New protection for individuals tricked into transferring money to fraudsters has now taken effect – but not all banks are signed up to the scheme.
Some 84,000 bank customers lost money – sometimes tens of thousands of pounds – last year after being caught out.
Only a fraction of the amounts lost was refunded by banks. Now a new code should mean more will be reimbursed.
The refund will come from a central pot in cases when neither the bank nor the customer are to blame.
How are people tricked?
Fraudsters have shifted much of their attention from trying to crack bank systems to trying to con individuals.
This may involve impersonating someone, such as a homebuyer’s solicitor or a builder, whom the individual was expecting to pay. In other cases they may be selling non-existent goods online.
Some of the more elaborate frauds see the con-artists using social media and other avenues such as data breaches to gather information about their victim, making it more likely that potential victims believe they are genuine.
In all these cases, the individual authorises the payment. Banks have often refused to refund these frauds as a result.
‘How I lost, then regained, a life-changing sum’
Alex Luke was scammed by thieves using a sophisticated con in December 2016. It took criminals less than 24 hours, using 33 fraudulent payments, to empty her account of about £180,000.
Having started a small business in 2008, she had managed to save up the money as a nest egg which she had planned to use for her and her children’s futures.
But thieves tricked her into believing they were calling from BT before persuading her to hand over sensitive security details to gain access to her account.
Although £63,000 was traced and returned to Alex in the following weeks, it still left about £118,000 unaccounted for. Her bank, Santander, refused to refund the money.
But after two years, she won her case with the Financial Ombudsman Service and the bank refunded the rest.
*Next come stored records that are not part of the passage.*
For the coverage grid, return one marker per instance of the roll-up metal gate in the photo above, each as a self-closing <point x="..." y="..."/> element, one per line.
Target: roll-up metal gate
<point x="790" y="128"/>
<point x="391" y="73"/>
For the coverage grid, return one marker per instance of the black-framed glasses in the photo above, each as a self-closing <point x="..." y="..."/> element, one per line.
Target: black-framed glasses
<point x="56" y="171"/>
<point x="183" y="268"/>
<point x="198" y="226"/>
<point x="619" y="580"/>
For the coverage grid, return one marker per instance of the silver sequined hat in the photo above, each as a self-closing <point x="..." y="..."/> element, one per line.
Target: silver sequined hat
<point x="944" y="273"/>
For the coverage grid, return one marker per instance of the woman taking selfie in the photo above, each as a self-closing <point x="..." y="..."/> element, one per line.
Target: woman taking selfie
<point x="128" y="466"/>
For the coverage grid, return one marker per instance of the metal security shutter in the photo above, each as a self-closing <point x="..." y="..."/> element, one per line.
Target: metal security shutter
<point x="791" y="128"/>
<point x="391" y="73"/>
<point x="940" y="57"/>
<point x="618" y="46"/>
“It [getting the refund] has brought back some of the negative memories I’ve got, but I’m so utterly delighted and grateful. I’m a different person,” she said.
How will the new code work?
People who realise they have been caught out in these “authorised push payment” scams should report the fraud to their bank immediately as normal.
From now, payment providers – primarily banks – that are signed up to the voluntary code will have a new set of criteria to judge whether the customer should get the money back.
Previously, banks only tended to reimburse people if there was an obvious fault in the way the payment was handled by the bank. Some £354m was lost in this fraud to individuals and businesses last year, but only £83m was refunded.
Now anyone who has taken reasonable care, or has any element of vulnerability, is much more likely to receive a refund of the lost money.
The financial institutions involved will contribute to a pot, which they can draw on to refund people when neither the individual nor the bank is to blame. A long-term funding solution for this should be agreed by the start of next year.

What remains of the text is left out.